The WTO announced that on 17 October 2018, parties to the WTO plurilateral Government Procurement Agreement (GPA) unanimously approved a decision to welcome Australia as the 48th WTO member to be covered by the Agreement. Australia will officially become a GPA party 30 days after submitting its Instrument of Accession to the WTO’s Director-General.

Australia will accede to the Agreement based on the terms set out in its final market access offer, which all GPA parties approved. This outlines to what extent Australia commits to opening its government procurement market to the current GPA parties. Preliminary calculations suggest that Australia’s overall government procurement markets are worth AUD 110 billion (USD 78 billion), meaning that Australia’s accession will add significantly to the current USD 1.7 trillion worth of government procurement covered by the Agreement.

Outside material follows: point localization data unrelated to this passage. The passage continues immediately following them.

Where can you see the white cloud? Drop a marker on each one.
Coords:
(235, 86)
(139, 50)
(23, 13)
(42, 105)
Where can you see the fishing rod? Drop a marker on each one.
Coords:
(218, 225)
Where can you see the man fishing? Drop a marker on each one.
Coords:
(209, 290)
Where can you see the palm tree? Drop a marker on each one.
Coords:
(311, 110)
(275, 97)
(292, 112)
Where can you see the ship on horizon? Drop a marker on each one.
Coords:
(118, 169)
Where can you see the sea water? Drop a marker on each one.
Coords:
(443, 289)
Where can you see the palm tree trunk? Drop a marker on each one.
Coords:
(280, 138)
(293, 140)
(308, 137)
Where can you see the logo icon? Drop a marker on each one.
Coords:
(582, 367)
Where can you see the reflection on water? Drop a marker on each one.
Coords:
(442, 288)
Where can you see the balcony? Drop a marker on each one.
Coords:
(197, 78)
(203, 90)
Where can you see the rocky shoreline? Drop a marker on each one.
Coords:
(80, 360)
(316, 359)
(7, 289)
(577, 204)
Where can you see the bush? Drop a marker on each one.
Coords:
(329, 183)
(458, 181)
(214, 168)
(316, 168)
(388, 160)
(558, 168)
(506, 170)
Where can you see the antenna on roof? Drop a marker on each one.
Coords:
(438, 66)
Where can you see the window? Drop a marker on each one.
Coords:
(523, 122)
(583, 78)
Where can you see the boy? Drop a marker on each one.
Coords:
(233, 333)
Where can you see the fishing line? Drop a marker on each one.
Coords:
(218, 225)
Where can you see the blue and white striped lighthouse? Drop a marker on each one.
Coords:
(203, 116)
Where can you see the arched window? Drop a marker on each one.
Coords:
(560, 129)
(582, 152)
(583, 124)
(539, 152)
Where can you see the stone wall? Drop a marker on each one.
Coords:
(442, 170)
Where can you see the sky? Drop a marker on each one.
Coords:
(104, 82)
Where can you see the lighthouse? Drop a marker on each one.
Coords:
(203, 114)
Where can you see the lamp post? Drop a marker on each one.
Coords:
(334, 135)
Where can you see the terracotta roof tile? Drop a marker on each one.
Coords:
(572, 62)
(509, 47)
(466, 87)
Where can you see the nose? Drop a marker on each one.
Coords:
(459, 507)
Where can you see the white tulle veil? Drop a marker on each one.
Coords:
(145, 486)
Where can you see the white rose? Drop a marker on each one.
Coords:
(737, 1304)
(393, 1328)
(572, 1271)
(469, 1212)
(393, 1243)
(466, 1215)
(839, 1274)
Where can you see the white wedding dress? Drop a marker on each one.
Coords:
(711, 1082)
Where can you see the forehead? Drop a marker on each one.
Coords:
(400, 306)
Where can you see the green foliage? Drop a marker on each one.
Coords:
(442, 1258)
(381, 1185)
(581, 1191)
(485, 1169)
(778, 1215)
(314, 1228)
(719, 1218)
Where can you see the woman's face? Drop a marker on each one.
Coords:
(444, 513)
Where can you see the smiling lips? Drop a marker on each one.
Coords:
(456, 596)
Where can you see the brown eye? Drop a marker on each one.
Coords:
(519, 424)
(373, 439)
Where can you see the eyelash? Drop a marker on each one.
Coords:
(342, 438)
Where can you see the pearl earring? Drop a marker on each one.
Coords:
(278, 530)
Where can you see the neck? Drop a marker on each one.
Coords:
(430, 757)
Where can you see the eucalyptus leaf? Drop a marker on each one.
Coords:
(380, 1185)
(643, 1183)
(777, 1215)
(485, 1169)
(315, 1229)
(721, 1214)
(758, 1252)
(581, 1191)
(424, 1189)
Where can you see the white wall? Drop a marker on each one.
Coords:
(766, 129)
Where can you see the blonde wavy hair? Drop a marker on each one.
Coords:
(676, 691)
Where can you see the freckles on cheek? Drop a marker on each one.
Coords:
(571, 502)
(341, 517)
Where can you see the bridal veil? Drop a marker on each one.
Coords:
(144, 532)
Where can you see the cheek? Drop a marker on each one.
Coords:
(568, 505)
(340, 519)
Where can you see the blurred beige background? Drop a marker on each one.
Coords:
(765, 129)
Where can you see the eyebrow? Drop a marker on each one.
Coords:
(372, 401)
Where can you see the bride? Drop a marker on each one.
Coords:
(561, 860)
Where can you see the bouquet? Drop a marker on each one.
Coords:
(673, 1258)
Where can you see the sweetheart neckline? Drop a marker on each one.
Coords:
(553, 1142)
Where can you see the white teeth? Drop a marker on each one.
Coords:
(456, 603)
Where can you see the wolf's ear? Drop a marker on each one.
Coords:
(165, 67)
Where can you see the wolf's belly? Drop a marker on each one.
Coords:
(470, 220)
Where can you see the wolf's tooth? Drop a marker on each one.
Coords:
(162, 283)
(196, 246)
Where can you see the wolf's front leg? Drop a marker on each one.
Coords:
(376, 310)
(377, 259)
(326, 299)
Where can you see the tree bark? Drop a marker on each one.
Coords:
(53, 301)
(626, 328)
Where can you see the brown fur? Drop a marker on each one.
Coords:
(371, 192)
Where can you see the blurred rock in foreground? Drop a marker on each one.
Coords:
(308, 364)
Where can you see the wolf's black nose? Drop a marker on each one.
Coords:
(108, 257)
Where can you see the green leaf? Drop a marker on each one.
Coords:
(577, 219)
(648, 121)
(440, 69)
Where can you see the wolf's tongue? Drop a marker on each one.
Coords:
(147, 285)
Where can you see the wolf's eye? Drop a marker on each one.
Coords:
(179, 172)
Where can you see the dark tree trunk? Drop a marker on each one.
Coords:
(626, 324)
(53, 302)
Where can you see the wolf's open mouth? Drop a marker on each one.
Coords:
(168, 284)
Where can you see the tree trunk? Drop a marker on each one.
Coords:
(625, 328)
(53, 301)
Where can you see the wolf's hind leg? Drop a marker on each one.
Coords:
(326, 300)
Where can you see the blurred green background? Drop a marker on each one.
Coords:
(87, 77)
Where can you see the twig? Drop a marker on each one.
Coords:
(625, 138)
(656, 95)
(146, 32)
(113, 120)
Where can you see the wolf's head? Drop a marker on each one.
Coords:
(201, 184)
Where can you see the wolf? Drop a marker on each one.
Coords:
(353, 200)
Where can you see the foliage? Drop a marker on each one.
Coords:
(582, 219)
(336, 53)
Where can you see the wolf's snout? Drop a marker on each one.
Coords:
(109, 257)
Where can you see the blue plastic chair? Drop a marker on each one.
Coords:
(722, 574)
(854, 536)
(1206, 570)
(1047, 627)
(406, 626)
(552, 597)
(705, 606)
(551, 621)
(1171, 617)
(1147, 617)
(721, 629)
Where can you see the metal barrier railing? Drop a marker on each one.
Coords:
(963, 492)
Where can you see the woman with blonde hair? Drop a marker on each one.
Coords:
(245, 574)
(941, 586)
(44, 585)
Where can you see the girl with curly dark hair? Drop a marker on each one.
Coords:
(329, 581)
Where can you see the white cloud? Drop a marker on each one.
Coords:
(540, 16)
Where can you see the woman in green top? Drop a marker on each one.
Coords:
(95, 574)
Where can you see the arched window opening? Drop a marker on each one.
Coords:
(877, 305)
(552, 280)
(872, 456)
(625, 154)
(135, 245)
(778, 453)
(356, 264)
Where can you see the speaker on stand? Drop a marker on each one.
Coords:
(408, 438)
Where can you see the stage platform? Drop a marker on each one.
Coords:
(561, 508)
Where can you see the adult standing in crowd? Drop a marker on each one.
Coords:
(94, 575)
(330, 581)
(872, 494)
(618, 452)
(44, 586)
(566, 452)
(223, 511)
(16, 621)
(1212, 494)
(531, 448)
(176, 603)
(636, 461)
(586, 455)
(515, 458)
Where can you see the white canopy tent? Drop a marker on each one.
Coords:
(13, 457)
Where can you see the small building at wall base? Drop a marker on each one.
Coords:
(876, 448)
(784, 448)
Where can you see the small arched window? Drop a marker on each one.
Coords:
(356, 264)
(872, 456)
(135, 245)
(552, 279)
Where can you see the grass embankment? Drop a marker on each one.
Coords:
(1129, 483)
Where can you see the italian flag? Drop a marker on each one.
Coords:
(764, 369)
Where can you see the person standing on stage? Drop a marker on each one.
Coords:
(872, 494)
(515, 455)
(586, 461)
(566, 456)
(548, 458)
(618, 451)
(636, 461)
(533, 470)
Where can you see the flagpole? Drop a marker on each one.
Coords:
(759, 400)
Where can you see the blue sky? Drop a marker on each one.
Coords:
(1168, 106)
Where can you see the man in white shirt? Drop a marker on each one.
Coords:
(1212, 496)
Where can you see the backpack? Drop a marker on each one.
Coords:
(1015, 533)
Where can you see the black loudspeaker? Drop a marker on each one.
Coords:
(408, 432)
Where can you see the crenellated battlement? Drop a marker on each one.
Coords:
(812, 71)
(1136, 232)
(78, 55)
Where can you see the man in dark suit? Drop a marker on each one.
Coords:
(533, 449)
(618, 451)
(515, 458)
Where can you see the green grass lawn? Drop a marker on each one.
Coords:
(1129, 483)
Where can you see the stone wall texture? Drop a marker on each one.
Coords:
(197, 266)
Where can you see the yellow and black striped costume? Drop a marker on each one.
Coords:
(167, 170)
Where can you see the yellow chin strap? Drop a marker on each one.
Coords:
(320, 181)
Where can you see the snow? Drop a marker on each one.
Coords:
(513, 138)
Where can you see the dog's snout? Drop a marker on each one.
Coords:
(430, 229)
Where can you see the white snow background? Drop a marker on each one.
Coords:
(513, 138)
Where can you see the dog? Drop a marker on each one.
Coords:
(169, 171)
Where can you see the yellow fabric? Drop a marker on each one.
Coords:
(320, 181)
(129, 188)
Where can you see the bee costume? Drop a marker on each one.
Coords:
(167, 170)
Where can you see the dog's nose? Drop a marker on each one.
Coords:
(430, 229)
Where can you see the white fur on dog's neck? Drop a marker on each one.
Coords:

Australia will submit its Instrument of Accession within a period of one year following the Committee’s decision, after having ratified the decision domestically. Australia initiated negotiations to join the Agreement three years ago, in September 2015.

The GPA aims to open up, in a reciprocal manner and to the extent agreed between WTO members, government procurement markets to foreign competition, and make government procurement more transparent. It provides legal guarantees of non-discrimination for the products, services or suppliers of GPA parties in procurement covered by the Agreement. The GPA is a plurilateral agreement — potentially open to all WTO members and binding only the parties to the Agreement. Currently, 47 WTO members (including the EU and its 28 member states) are bound by the Agreement.